If I (playing my character) want to inspect the night sky (eg for an astrological thing) and can't because the GM has established that there is a roof over my head (eg maybe I lost a brawl and got locked up in a windowless dungeon), then that is just as limiting - on action declaration and on free narration of my PC's words and thoughts - as if some game process has established that I love the Queen.

In some games there are limits on how strictly the GM or some other process can establish that I love the Queen - eg in typical D&D the fiction has to involve magic for this to happen.

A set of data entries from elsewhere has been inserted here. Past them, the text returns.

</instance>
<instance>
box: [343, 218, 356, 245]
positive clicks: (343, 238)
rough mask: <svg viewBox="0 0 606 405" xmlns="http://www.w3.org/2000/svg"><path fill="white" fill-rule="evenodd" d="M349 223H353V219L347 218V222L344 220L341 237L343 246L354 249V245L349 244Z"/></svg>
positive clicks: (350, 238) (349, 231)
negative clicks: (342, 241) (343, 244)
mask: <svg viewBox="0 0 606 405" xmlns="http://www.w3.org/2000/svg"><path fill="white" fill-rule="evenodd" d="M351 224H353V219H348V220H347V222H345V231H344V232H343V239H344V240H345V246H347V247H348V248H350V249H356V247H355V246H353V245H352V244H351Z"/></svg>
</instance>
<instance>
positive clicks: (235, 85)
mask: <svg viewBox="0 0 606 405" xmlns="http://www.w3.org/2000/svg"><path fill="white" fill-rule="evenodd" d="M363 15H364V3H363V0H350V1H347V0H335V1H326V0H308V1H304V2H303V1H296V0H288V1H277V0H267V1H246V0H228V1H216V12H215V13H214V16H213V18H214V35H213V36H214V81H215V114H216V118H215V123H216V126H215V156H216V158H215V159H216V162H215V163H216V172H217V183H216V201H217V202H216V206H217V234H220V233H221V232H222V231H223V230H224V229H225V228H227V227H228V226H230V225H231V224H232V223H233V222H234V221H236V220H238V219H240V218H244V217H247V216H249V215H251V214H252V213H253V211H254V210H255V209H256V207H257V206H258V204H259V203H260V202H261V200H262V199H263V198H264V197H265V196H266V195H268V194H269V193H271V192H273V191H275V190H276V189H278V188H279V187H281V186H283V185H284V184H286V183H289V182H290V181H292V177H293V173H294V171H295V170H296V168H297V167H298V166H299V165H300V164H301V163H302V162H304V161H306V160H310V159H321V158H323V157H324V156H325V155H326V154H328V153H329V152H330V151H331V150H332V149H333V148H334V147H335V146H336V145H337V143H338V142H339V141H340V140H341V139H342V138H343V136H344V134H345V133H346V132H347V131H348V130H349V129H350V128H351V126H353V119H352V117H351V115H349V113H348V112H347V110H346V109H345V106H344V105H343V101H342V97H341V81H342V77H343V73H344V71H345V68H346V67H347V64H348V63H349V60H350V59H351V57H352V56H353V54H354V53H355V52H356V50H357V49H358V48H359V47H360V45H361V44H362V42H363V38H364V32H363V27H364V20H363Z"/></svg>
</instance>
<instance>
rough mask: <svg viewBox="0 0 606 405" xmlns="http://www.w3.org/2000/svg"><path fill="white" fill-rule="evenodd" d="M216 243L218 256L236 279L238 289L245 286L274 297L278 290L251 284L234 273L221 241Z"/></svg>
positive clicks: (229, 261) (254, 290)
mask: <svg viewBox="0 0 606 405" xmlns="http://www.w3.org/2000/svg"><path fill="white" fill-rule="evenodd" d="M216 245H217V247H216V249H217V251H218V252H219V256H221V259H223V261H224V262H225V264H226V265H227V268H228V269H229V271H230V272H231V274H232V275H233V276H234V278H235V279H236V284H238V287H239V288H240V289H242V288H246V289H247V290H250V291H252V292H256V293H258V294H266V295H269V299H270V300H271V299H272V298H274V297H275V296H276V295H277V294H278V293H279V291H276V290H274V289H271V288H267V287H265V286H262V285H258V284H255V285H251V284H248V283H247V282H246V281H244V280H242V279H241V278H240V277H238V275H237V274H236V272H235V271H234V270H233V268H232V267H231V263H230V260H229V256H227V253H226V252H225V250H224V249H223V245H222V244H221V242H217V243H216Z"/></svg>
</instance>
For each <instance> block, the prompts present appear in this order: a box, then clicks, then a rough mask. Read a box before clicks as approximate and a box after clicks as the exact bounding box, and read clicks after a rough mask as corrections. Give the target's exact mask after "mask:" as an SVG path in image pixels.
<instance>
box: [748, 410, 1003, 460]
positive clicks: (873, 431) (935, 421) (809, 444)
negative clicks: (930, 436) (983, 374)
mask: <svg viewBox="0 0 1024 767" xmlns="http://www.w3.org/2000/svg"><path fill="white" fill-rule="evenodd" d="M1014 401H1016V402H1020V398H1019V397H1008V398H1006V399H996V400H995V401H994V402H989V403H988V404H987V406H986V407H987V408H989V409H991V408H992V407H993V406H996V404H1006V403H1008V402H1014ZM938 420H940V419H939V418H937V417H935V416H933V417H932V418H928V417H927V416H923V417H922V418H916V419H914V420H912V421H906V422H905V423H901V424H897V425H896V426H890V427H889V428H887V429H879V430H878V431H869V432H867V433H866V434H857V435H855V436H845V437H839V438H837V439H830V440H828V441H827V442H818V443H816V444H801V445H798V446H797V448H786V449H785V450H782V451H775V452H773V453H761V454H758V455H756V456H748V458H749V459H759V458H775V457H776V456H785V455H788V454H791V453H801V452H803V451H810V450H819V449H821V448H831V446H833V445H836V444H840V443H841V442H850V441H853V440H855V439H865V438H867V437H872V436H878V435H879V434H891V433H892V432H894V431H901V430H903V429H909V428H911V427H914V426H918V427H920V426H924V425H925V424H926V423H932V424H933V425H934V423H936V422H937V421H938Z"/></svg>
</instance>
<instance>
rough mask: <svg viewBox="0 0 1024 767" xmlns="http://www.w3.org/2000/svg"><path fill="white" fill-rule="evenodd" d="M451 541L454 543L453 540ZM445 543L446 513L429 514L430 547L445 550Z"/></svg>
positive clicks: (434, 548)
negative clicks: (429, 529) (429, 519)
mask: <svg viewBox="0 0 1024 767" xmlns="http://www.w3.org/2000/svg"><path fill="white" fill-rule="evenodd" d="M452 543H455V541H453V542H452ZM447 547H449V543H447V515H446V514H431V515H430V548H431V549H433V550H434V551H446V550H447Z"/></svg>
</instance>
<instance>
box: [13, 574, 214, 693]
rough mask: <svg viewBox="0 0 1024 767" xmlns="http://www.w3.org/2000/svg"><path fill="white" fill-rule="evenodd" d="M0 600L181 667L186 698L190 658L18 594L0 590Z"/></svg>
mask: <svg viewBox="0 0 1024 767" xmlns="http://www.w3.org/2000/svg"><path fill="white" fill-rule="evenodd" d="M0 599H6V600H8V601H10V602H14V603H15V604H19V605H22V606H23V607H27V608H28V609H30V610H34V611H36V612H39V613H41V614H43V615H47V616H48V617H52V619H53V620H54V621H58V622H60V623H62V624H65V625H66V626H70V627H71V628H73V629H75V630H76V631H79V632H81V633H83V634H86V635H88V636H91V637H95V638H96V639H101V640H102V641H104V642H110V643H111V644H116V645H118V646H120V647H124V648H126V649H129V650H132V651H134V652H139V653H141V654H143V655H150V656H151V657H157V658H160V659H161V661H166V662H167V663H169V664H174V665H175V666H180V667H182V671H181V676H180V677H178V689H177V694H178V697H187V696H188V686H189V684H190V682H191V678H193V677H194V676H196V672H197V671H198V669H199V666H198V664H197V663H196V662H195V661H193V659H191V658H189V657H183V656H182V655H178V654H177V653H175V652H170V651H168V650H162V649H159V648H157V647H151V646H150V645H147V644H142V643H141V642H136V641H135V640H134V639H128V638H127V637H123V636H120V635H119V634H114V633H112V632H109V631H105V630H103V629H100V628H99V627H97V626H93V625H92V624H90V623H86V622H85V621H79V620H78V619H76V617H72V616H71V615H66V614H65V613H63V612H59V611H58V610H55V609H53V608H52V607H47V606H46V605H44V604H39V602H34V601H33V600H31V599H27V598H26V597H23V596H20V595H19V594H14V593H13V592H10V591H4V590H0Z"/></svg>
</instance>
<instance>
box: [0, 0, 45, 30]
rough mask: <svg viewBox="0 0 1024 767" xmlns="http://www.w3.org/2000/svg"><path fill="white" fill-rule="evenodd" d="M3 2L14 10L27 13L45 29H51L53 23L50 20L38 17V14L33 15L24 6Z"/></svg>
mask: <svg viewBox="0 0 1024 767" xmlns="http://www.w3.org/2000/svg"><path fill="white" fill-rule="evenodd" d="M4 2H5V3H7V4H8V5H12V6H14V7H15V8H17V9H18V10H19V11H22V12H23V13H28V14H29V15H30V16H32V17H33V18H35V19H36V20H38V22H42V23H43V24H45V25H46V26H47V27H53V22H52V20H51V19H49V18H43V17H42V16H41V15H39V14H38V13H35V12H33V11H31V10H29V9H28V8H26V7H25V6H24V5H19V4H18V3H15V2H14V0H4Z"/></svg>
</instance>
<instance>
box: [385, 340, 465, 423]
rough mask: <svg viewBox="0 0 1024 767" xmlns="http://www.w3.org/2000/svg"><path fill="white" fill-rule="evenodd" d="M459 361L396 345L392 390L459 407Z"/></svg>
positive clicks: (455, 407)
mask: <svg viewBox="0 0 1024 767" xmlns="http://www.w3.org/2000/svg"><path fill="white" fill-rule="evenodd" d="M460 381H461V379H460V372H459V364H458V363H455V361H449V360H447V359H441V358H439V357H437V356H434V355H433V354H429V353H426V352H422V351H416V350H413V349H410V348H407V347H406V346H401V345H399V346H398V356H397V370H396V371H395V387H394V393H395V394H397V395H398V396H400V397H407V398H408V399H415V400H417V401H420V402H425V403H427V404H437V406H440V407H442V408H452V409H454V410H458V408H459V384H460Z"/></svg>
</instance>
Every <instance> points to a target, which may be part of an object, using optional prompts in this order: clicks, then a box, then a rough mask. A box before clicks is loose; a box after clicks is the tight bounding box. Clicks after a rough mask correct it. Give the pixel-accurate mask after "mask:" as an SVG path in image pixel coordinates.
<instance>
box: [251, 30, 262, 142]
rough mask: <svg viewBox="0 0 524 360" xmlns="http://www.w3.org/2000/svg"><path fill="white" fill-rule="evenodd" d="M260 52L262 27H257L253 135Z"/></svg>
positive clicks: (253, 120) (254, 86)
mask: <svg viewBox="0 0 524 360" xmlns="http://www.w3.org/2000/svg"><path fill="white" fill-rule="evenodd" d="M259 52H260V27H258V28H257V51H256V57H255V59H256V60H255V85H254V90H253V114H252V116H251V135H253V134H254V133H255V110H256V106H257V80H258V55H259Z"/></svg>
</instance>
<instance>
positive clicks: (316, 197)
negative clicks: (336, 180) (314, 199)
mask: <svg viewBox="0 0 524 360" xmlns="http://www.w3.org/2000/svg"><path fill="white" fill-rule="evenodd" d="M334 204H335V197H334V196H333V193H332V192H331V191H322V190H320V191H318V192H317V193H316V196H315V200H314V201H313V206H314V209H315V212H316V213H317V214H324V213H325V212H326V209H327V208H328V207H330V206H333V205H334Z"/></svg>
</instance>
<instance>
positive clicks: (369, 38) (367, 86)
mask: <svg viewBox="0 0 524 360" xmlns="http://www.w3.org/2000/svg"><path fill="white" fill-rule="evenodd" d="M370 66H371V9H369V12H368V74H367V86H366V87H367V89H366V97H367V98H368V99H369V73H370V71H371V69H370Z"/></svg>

In some games there are limits on how strictly the GM or some other process can establish I got locked upon in a windowless dungeon - eg in Burning Wheel it's open to me to declare a Dungeons-wise or even Window-wise check (drawing on my in-character recollection that (eg) dungeons in this part often have small window high up to let out the reek) and if it succeeds then my recollection is correct and there is a small window high up in the dungeon wall through which I can see the night sky.
 

prabe

Tension, apprension, and dissension have begun
Supporter
That's a sturdy analysis.
My point, rather, is that - contra at least @FrogReaver and @Crimson Longinus - a player being limited in deciding what his/her PC feels is no more or less a constraint on how s/he can roleplay that PC than is the GM getting to decide the architecture, the weather, the nature of the planes, etc.
I think there are some players (I'm one) who would experience hard, permanent, mechanical limitations on what their characters feel as dissonant (please don't bring charm spells and the like into this), to the point of feeling as though they had less agency--no matter what other kinds of agency they were gaining elsewhere in the game's mechanics. I think it's reasonable that my feelings about that ... shape my approach to GMing.
In some games there are limits on how strictly the GM or some other process can establish that I love the Queen - eg in typical D&D the fiction has to involve magic for this to happen.
I'll agree that there aren't mechanical means for a DM in 5E to make characters feel things (outside the usual charm-spell exceptions), but I've found that a skilled DM can get the players to feel things--and I've found that works just as well, without the dissonance I mentioned above.
In some games there are limits on how strictly the GM or some other process can establish I got locked upon in a windowless dungeon - eg in Burning Wheel it's open to me to declare a Dungeons-wise or even Window-wise check (drawing on my in-character recollection that (eg) dungeons in this part often have small window high up to let out the reek) and if it succeeds then my recollection is correct and there is a small window high up in the dungeon wall through which I can see the night sky.
I have played games where players could do those sorts of things, and I've run them. I have found that I ended up not liking them as much as a player--mainly because they came with mechanics that imposed emotional/mental states on my character, leading to that dissonance; and some of the victories I achieved by rewriting the world felt ... cheap--or as a GM--my reluctance to generate the dissonance in my players' minds that I find so unpleasant makes me not the right person to GM those games, and I find it easier to keep the world consistent when I only have to remember what I've figured out, not what others have added.